Definition. The class $W$ is the closure of $\{\{a\}\mid a\in V\}$ under well-ordered unions. Sets in $W$ are called "almost well-orderable sets".

The axiom $V=W$ is consistent with $\lnot\sf AC$, for example in Gitik's model, and in a large cardinals-free model, Blass' model where all ultrafilters are principal.

Theorem. If $V=W$, then there are no amorphous sets.

Proof. We define a rank function based on how many steps it requires to generate a set using well-ordered unions of singletons, call this the $W$-rank of a set. If $A$ is amorphous of minimal rank, then it is a well-ordered union of proper subsets. Since $A$ is minimally ranked, those must be finite sets, as an infinite subset of an amorphous set is amorphous. So the union must be infinite, and therefore $A$ can be mapped onto $\omega$, at the very least, which is impossible. $\square$

Theorem. If $V=W$ and $G$ is $V$-generic, then $V[G]=W^{V[G]}$.

Proof. Note that there is a surjection from $V$ onto $V[G]$, definable in $V[G]$. Or, formally speaking, for every set in $V[G]$ there is a set in $V$ which maps onto it. Moreover, the closure of $\{\{a\}\mid a\in V[G]\}$ under well-ordered unions, in $V[G]$, contains $V$.

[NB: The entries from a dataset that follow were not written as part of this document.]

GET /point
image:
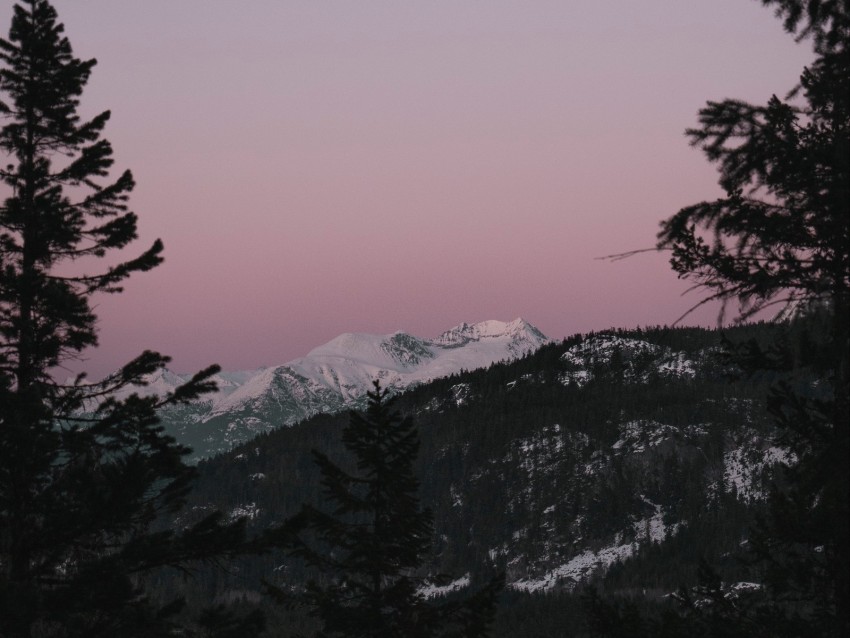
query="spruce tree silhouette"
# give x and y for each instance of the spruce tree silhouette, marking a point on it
(781, 237)
(370, 546)
(83, 477)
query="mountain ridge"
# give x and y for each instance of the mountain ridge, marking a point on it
(331, 377)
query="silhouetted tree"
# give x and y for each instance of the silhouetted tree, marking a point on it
(781, 235)
(83, 476)
(371, 545)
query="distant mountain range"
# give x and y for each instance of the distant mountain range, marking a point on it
(619, 459)
(333, 377)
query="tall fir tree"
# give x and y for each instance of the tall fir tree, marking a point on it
(370, 547)
(83, 477)
(781, 235)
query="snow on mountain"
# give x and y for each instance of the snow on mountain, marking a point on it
(334, 376)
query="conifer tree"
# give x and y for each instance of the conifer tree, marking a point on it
(371, 545)
(781, 235)
(83, 477)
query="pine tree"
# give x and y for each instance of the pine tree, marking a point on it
(83, 477)
(371, 545)
(781, 236)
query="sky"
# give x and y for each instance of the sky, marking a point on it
(328, 166)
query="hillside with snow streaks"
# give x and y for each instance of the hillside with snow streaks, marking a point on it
(333, 377)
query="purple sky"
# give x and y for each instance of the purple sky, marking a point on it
(324, 167)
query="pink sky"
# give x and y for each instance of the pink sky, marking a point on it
(324, 167)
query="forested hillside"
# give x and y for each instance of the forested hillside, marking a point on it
(616, 459)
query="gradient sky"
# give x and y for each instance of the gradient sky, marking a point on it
(319, 167)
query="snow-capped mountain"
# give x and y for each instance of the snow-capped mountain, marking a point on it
(616, 458)
(332, 377)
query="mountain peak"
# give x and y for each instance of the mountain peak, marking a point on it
(517, 330)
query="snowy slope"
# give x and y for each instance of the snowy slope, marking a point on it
(335, 376)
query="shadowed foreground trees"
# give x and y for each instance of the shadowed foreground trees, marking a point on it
(369, 548)
(781, 236)
(83, 477)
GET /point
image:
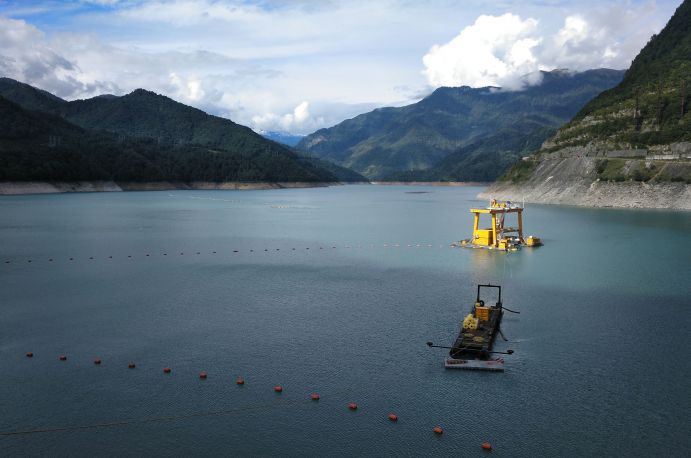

So if we show that this closure is itself closed under surjective images, we are done. This too is done by induction on the $W$-rank. If $x=\bigcup_{\alpha<\delta}x_\alpha$ and $f\colon x\to y$ is a surjection, then by the induction hypothesis $f``x_\alpha=y_\alpha$ is in the closure, and of course $y=\bigcup_{\alpha<\delta}y_\alpha$. $\square$

Finally, the wanted corollary.

Corollary. If $V=W$, then no generic extension of $V$ contains amorphous sets.


On the other hand, over the Cohen model, where $W$ is the class of well-orderable sets, there is a forcing adding an amorphous set (as was shown by Monro). So while the above shows that the ridiculous conjecture is false, it is not entirely clear how ridiculous it was to begin with. Namely, can we refine it to something "more or less" in the spirit of $V\neq W$?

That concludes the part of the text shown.